Le président de la FIFA, Gianni Infantino, a vivement défendu le bilan de la Coupe du monde 2026 dans un communiqué publié dimanche, qualifiant l'événement de "plus exceptionnelle des Coupes du Monde". Il a répondu aux nombreuses critiques, notamment sur la levée controversée de la suspension de l'attaquant américain Folarin Balogun après une intervention de Donald Trump. Infantino a estimé que de telles décisions sont "monnaie courante" dans le football professionnel.
Un Mondial célébrant l'humanité selon Infantino
Dans son texte, Infantino regrette que "l'aveuglement provoqué par la haine et la critique systématique" ait tenu ses détracteurs "à l'écart de cette immense fête" qui a "célébré l'humanité sous son meilleur jour". Il invite ceux qui "consacrent leur temps et leur énergie à nous haïr" à "méditer, prier, ou tout simplement regarder un match de football". Selon lui, le football a le pouvoir d'unir les nations, citant l'exemple de l'Iran : "L'Iran est entré aux États-Unis sans le moindre incident ni conflit. Voilà le pouvoir du football."
Les visas et le traitement de l'Iran en question
Le début de la compétition a été marqué par le refus de visas pour certains supporters et le refoulement de l'arbitre somalien Omar Artan. Infantino a minimisé ces incidents, soulignant que "des millions d'autres (personnes) venues des quatre coins du globe" ont obtenu un visa. Cependant, le sélectionneur iranien Amir Ghalenoei avait dénoncé le traitement réservé à son équipe, contrainte de délocaliser son camp de base des États-Unis vers le Mexique, estimant que l'Iran était la sélection "la plus maltraitée de toute la Coupe du monde".

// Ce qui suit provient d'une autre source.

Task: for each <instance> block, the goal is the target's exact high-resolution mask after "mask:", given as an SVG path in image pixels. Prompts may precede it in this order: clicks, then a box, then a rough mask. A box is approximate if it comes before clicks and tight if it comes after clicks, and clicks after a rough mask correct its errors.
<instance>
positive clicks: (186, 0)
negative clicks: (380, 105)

Le scandale Balogun : une décision justifiée par Infantino
Le plus gros scandale reste la levée de la suspension de Folarin Balogun, après un appel téléphonique de Donald Trump à Infantino. Ce geste a provoqué l'indignation du monde sportif et politique. L'UEFA a estimé qu'une "ligne rouge" avait été franchie, et son président Aleksander Ceferin a boycotté la finale. La Fédération norvégienne a annoncé porter plainte auprès du Comité d'éthique de la FIFA. Infantino a répliqué : "Votre insatisfaction face à quelques décisions des autorités compétentes est compréhensible, mais ouvrez les archives publiques : de telles décisions sont monnaie courante au sein des ligues les plus prestigieuses." Il a ajouté que "le choix de ne pas suspendre un joueur dans certaines situations" fait "partie du quotidien".

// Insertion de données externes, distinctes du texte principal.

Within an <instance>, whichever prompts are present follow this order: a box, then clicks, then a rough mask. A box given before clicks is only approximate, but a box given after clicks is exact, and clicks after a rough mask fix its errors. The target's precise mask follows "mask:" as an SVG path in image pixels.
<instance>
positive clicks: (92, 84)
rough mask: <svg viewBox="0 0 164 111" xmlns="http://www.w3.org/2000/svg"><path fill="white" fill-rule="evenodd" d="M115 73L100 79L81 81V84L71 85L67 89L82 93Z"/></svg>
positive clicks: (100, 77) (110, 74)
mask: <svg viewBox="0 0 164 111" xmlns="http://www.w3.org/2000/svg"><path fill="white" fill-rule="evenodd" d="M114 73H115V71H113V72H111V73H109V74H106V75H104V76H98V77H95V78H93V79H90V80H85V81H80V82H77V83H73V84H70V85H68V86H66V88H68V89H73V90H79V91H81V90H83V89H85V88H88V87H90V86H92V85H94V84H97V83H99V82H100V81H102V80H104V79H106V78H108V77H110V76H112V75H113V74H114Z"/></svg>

L'élargissement à 48 équipes : l'exemple d'Haïti
Infantino a également défendu le passage de 32 à 48 équipes, en prenant l'exemple d'Haïti, un pays "mis sous le feu des projecteurs" par le football. Selon lui, cette expansion permet de donner une visibilité mondiale à des nations moins médiatisées. Il a conclu en appelant ses détracteurs à "prendre un instant pour réfléchir, méditer, prier, ou tout simplement pour regarder un match de football".

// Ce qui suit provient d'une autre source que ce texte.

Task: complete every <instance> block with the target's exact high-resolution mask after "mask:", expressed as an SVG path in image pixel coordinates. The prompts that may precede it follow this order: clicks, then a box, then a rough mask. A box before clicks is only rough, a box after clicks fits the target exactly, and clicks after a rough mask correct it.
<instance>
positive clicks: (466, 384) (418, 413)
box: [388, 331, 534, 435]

Un bilan contrasté malgré les polémiques
Alors que la compétition s'achève, le bilan de la Coupe du monde 2026 reste marqué par les controverses. Les critiques portent non seulement sur les décisions arbitrales et l'intervention politique, mais aussi sur les conditions d'accueil. Infantino, de son côté, insiste sur l'aspect fédérateur du tournoi. Selon lui, les millions de supporters venus du monde entier témoignent du succès de l'événement. Le président de la FIFA espère que les critiques finiront par reconnaître les aspects positifs du Mondial.